Stems - Erect, flexuous, arched, or most commonly recurved near the tip, to 40 cm, usually forked into 2 branches above the middle, not hollow, glabrous.
Leaves - Alternate, the basal few reduced to bladeless sheaths, the remainder sessile, 3.5-8.0 cm long, glaucous, glabrous on the undersurface, numbering 0-2 below the fork and several above the fork.
Inflorescences - Solitary at the tips of short, axillary branches with 0 or 1 leaves, appearing axillary.
Flowers - Perianth bell-shaped, 1.2-2.5 cm long, the sepals and petals free, linear to narrowly elliptic or narrowly oblanceolate, pale yellow. Stamens 6, free. Style 3-lobed, each narrow lobe with a linear stigmatic area on the inner surface near the tip. Ovary superior, sometimes short-stalked, with 3 locules, each with 2-6 ovules.

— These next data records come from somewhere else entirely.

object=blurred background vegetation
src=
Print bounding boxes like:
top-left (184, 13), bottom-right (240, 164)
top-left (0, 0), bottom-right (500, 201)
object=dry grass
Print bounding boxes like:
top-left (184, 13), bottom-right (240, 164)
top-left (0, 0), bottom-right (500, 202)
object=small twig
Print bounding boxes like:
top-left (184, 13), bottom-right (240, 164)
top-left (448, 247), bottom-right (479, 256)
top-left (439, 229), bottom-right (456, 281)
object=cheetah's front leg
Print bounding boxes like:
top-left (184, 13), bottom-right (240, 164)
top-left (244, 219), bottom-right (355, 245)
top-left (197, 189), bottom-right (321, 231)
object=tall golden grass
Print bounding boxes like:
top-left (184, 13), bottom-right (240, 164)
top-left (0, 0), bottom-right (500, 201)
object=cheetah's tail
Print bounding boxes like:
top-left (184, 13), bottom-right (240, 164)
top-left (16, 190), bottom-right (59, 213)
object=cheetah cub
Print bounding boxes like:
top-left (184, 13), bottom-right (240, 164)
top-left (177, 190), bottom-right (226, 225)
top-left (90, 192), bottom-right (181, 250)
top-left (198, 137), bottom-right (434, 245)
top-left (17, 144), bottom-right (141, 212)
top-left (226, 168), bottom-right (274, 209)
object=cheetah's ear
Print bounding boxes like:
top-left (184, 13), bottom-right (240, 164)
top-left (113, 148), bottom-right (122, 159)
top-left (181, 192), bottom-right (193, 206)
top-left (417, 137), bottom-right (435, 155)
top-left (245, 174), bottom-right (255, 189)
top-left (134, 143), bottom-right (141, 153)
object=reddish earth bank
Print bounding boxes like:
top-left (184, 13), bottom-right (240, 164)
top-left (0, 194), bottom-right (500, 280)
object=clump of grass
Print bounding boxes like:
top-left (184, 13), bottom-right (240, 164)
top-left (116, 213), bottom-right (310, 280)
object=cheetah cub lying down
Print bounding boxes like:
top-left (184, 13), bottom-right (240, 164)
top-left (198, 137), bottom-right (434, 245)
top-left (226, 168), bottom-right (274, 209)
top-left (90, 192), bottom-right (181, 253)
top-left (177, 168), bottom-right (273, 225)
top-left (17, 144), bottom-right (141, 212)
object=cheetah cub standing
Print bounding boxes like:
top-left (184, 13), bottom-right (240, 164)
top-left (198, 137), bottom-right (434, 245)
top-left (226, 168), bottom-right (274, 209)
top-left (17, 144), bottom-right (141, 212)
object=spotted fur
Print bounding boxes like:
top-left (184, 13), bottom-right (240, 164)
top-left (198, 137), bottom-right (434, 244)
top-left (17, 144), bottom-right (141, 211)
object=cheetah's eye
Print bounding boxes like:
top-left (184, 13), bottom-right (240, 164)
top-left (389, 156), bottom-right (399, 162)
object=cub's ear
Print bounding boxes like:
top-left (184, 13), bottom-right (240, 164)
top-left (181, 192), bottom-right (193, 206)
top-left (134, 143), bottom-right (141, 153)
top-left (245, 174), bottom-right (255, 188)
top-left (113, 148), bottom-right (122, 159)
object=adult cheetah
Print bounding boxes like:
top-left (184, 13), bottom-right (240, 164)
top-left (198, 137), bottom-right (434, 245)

Fruits - Obovoid, 3-lobed capsules 8-15 mm long, the tip pointed, the angles winged.
Flowering - April - May.
Habitat - Mesic and bottomland forests, rich or alluvial soils, low woods along streams, north-facing bluffs.
Origin - Native to the U.S.
Lookalikes - U. grandiflora, which is much more common in Missouri.
Other info. - This species is much less common in Missouri than the closely related U. grandiflora, with a strange distribution consisting mainly of a few scattered locations in both the northeastern quadrant and southeastern regions of the state. It has not been collected in the northeastern quadrant for over 50 years. The range within the continental U.S. is also eccentric, with lots of collections in Arkansas and states north of Iowa, but relatively little in Iowa or Missouri. It is more common in Atlantic Coast states, particularly in New England. The plant is easy to identify in flower because of its sessile but non-clasping leaves and pale yellow flowers, which are shorter than those of U. grandiflora. Vegetatively the plant can be confused with a few others but the branching stems are a good character to look for in the field.
Photographs taken at the Weymouth Woods Sandhills Nature Preserve, NC., 4-26-03 (DETenaglia).